Stephen Burke, a senior, said, "At school, I mean, balancing everything. It's hard between work and I'm in a fraternity so it's hard to balance fraternity work, work, schoolwork, and I work at SCA as well. So it's, it's just hard balancing everything and trying to find time to do homework, eat, sleep, and that's what makes me most stressed at school."
Eric Martin, a sophomore, said, "I do a lot. I'm involved in a lot of different clubs and organizations, I'm an RA, so on top of all of that, you know, I have to really learn time management."
Students have once again fallen into the routine of classes.

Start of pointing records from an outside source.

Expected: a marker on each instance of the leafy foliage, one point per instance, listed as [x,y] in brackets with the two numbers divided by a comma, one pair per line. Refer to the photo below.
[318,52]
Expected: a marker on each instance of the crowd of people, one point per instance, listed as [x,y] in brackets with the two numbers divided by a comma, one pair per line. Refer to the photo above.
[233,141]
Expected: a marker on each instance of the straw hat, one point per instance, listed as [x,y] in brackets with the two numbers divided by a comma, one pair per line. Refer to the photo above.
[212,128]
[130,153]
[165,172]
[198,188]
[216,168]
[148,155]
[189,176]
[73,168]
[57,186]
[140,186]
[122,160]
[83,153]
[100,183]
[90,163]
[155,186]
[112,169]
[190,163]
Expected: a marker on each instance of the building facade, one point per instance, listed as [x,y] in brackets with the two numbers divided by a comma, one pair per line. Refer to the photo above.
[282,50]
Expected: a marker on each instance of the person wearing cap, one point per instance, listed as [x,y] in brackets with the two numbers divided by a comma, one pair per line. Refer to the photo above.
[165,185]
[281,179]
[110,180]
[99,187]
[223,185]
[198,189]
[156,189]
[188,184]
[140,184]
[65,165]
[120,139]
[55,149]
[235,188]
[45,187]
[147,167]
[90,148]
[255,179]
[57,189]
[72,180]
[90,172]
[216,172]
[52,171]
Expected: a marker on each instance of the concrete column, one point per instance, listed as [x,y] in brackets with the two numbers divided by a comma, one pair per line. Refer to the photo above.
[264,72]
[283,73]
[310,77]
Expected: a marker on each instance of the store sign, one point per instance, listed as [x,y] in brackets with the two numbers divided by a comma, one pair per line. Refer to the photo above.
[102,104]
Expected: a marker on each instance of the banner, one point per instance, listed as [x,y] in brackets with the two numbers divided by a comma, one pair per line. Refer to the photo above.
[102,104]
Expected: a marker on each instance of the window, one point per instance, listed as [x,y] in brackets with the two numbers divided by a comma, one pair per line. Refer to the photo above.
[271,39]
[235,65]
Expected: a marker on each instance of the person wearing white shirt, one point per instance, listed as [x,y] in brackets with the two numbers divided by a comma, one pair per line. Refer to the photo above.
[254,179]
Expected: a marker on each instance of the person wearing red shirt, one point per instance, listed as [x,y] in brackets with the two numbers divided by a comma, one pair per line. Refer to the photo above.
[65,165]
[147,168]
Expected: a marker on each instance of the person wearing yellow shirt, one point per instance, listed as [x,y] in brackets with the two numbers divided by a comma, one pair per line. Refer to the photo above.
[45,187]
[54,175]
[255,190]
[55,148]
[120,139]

But as all college kids know, with classes comes work, and with work comes stress. Not to mention sports, jobs, clubs, and any other organizations we're involved with. So how do students handle all this? Well STN sat down with experts to see what they had to say about dealing with stress.
Samantha Morris, a psychotherapist at the University of Hartford, said, "There's a lot of different stress reduction techniques and it's really up to the person to figure out what's best for them. For some people it's going to the gym, um exercising is an excellent stress reduction technique, uh for other people it's just taking some quiet time at the end of the day to maybe spend time with friends, watch a movie, just really unwind, anything to really relax."
Not only did Morris give us these helpful tips to keep in mind, but she also talked about one more thing that college kids tend to forget about.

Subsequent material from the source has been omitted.